Kisah Perang Mu`tah: 3000 Muslim Melawan 200.000 Pasukan Romawi
Kisah Perang Mu`tah: 3000 Muslim Melawan 200.000 Pasukan Romawi
•> Ketika Iman Mengalahkan Angka
Di dunia ini, ada peperangan yang dimenangkan oleh jumlah.
Namun ada pula peperangan yang dimenangkan oleh iman.
Dan sejarah Islam mencatat satu peristiwa yang membuat dunia tercengang—
3.000 pasukan Muslim berdiri tegak menghadapi sekitar 200.000 pasukan Romawi dan sekutunya.
• Bukan dongeng.
• Bukan legenda.
• Inilah Perang Mu’tah.
---
•> Awal Mula: Utusan yang Dibunuh
Tahun 8 Hijriah.
Rasulullah ﷺ mengutus seorang sahabat mulia, Al-Harits bin ‘Umair, membawa surat dakwah kepada penguasa Bushra, wilayah Romawi Timur.

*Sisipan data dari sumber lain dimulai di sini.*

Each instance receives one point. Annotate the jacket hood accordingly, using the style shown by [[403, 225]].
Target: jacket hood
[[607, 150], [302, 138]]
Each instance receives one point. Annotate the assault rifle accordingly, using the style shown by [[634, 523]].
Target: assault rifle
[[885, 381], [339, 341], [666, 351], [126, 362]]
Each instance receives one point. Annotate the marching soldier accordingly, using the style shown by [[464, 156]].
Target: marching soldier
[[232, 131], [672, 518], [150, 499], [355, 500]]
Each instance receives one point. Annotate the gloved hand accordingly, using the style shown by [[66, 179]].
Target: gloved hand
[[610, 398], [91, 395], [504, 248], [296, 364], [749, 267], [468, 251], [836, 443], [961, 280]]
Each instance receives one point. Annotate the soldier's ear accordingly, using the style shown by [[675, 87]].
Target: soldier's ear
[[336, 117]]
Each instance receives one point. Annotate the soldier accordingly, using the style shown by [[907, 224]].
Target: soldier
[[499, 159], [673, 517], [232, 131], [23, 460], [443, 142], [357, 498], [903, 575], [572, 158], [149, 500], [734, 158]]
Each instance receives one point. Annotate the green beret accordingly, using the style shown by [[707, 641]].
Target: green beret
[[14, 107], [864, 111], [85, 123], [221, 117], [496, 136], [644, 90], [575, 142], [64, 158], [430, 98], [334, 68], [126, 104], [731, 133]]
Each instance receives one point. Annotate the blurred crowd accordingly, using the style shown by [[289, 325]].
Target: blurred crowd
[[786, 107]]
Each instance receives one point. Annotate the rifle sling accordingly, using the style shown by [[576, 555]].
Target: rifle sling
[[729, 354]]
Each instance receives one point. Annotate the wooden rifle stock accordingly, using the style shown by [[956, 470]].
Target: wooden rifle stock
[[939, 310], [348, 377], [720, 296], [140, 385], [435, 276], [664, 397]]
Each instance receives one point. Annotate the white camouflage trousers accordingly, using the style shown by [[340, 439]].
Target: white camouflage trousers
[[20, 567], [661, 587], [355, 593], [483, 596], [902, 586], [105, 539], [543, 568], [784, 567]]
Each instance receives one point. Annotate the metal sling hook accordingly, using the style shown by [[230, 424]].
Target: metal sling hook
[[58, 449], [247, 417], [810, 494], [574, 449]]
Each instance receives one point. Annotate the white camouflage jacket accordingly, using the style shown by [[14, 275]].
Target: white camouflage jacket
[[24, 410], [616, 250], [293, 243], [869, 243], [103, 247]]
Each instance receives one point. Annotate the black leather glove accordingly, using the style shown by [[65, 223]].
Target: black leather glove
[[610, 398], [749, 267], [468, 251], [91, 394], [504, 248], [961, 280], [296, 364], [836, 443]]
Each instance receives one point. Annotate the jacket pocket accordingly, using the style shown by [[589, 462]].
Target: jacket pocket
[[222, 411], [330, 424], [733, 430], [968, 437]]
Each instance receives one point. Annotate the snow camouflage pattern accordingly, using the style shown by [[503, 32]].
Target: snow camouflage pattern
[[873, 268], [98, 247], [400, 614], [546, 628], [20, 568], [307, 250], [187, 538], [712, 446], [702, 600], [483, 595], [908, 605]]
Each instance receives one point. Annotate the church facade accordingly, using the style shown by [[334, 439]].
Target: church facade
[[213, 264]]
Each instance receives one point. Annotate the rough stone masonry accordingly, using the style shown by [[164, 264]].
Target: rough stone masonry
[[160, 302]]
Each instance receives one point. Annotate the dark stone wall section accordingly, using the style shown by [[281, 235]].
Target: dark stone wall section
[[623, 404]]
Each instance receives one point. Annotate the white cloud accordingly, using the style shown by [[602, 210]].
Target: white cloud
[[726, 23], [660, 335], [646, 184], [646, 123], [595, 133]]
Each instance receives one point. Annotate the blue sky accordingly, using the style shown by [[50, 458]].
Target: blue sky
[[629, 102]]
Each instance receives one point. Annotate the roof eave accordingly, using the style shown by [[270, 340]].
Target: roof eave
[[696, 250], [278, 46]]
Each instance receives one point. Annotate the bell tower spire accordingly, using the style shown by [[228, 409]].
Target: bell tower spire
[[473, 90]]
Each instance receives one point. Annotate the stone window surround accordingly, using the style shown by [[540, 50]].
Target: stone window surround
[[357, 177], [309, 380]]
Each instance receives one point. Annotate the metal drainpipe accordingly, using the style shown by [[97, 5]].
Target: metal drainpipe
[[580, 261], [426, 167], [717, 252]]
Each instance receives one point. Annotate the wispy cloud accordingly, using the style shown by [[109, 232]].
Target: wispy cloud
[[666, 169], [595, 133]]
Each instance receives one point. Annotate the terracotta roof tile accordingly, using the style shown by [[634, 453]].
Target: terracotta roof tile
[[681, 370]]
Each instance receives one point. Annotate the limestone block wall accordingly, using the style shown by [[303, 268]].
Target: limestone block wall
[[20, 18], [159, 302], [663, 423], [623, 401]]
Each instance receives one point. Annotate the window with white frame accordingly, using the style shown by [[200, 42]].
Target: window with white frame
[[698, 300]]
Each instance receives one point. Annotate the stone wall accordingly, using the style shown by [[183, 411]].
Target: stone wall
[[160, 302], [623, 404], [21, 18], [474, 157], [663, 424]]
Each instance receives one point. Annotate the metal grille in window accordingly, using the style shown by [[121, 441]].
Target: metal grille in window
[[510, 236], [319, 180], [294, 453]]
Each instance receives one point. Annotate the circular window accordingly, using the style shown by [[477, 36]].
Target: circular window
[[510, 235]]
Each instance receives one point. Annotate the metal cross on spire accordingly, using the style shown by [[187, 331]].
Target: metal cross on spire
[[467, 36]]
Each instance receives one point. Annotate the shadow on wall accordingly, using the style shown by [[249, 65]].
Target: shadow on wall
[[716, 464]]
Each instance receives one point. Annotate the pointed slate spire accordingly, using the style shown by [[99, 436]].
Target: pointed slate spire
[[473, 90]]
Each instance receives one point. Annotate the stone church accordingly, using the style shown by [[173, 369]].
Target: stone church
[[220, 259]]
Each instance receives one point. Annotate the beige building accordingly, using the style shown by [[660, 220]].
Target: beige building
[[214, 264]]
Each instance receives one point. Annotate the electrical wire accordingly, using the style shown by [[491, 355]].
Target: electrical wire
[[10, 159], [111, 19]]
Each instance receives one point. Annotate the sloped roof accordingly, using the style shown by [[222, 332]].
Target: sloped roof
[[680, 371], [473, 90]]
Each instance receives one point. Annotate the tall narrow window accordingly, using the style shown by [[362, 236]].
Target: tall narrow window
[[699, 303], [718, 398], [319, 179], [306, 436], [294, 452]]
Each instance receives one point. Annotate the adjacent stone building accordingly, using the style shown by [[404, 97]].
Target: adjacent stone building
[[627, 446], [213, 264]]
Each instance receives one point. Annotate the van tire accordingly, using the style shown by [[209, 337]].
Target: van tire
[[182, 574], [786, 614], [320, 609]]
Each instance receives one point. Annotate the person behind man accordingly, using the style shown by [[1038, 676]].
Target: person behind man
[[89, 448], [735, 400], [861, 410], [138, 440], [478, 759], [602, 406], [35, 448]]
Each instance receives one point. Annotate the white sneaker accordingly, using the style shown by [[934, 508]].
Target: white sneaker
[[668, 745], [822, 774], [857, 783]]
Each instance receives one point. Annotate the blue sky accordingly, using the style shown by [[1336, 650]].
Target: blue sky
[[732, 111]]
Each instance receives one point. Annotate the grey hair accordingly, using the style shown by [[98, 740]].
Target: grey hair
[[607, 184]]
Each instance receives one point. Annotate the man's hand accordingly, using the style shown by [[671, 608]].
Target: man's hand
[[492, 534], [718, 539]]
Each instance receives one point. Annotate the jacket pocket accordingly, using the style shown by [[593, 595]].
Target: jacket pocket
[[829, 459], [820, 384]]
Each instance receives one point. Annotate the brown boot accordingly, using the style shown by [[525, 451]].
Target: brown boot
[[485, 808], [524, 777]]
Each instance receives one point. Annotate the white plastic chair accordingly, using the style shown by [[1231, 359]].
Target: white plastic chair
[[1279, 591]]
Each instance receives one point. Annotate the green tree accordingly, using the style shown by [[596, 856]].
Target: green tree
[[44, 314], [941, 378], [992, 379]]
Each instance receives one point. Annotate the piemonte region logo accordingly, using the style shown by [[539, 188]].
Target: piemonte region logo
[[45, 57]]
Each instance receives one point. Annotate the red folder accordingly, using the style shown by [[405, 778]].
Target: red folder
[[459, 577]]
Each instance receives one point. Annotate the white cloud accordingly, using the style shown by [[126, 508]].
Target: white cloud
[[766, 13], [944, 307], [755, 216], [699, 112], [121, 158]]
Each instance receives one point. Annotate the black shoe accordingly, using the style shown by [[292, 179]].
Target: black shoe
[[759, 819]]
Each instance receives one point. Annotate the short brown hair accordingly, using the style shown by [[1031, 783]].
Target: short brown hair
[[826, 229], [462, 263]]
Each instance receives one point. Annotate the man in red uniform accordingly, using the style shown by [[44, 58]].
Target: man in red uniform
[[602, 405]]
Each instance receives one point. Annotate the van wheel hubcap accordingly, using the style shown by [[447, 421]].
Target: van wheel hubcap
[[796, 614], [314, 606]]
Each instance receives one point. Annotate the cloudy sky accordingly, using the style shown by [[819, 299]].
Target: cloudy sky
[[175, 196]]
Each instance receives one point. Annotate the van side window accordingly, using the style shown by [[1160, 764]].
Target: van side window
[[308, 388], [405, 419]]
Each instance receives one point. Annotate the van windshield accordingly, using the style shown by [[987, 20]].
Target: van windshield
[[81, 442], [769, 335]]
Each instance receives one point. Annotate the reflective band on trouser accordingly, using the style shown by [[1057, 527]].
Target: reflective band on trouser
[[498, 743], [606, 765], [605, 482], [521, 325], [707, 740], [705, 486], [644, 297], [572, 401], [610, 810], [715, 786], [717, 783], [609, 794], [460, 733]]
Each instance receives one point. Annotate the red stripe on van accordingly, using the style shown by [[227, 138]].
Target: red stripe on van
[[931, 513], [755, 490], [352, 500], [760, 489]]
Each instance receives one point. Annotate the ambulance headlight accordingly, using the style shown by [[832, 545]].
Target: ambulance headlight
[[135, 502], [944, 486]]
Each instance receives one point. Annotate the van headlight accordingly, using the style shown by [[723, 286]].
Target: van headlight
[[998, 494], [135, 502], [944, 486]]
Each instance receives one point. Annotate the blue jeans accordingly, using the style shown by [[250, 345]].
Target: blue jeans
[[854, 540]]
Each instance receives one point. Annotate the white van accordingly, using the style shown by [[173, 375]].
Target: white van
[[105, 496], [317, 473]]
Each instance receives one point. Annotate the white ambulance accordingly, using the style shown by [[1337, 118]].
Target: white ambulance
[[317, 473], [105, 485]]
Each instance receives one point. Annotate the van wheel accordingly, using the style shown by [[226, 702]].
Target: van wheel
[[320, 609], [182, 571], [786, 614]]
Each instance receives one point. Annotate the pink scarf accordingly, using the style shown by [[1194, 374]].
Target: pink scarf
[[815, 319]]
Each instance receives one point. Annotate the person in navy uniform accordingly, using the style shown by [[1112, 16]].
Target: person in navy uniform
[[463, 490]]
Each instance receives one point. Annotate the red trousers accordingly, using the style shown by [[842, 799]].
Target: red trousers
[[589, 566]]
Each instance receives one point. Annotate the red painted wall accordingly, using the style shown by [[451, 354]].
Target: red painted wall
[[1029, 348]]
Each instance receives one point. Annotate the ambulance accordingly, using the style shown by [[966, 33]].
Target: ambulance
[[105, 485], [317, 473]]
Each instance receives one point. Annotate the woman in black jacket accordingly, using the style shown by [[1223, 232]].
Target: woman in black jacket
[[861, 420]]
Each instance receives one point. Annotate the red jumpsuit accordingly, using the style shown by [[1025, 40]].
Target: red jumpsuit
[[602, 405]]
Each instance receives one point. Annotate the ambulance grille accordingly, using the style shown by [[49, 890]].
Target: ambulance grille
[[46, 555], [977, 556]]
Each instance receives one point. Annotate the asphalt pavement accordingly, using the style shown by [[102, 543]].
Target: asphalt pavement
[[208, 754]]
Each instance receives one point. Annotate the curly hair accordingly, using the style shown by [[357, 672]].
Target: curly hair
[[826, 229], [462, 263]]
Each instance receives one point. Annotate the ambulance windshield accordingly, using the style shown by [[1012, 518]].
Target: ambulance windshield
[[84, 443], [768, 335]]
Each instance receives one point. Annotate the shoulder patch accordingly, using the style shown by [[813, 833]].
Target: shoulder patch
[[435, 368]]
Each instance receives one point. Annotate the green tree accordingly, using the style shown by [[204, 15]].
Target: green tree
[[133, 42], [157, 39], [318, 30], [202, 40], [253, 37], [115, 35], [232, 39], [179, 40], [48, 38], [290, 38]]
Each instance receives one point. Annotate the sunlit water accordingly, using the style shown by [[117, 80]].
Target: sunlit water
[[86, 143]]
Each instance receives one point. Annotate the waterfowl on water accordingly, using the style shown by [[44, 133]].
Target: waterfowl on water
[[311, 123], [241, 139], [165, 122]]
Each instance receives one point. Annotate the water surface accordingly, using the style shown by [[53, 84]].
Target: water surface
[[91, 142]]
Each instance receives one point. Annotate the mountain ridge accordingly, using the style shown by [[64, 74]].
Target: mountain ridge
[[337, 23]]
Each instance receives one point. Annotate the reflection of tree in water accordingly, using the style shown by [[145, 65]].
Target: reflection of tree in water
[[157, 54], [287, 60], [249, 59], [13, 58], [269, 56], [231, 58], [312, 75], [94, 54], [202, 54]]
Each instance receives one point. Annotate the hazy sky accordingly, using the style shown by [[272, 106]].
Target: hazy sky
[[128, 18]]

Namun di tengah jalan, utusan itu ditangkap dan dibunuh oleh Syurahbil bin ‘Amr—seorang panglima Romawi.
Dalam tradisi Arab dan hukum internasional saat itu, membunuh utusan adalah deklarasi perang.
Rasulullah ﷺ pun bersabda:
“Tidak ada balasan bagi mereka selain diperangi.”
---
•>Pasukan Kecil yang Berangkat dengan Keyakinan Besar
Rasulullah ﷺ mengirim 3.000 pasukan Muslim ke wilayah Mu’tah (sekarang Yordania).
Beliau menunjuk tiga panglima secara berurutan:
1. Zaid bin Haritsah
2. Jika ia gugur, Ja’far bin Abi Thalib
3. Jika ia gugur, Abdullah bin Rawahah
Dan jika ketiganya gugur, pasukan diminta bermusyawarah.
Tak ada janji menang.
Tak ada janji selamat.
Yang ada hanya ketaatan.
---
•> Kabar Mengerikan di Tengah Jalan
Dalam perjalanan, pasukan Muslim mendapat kabar:
> Pasukan Romawi berjumlah 100.000, ditambah 100.000 pasukan Arab Nasrani sekutu Romawi.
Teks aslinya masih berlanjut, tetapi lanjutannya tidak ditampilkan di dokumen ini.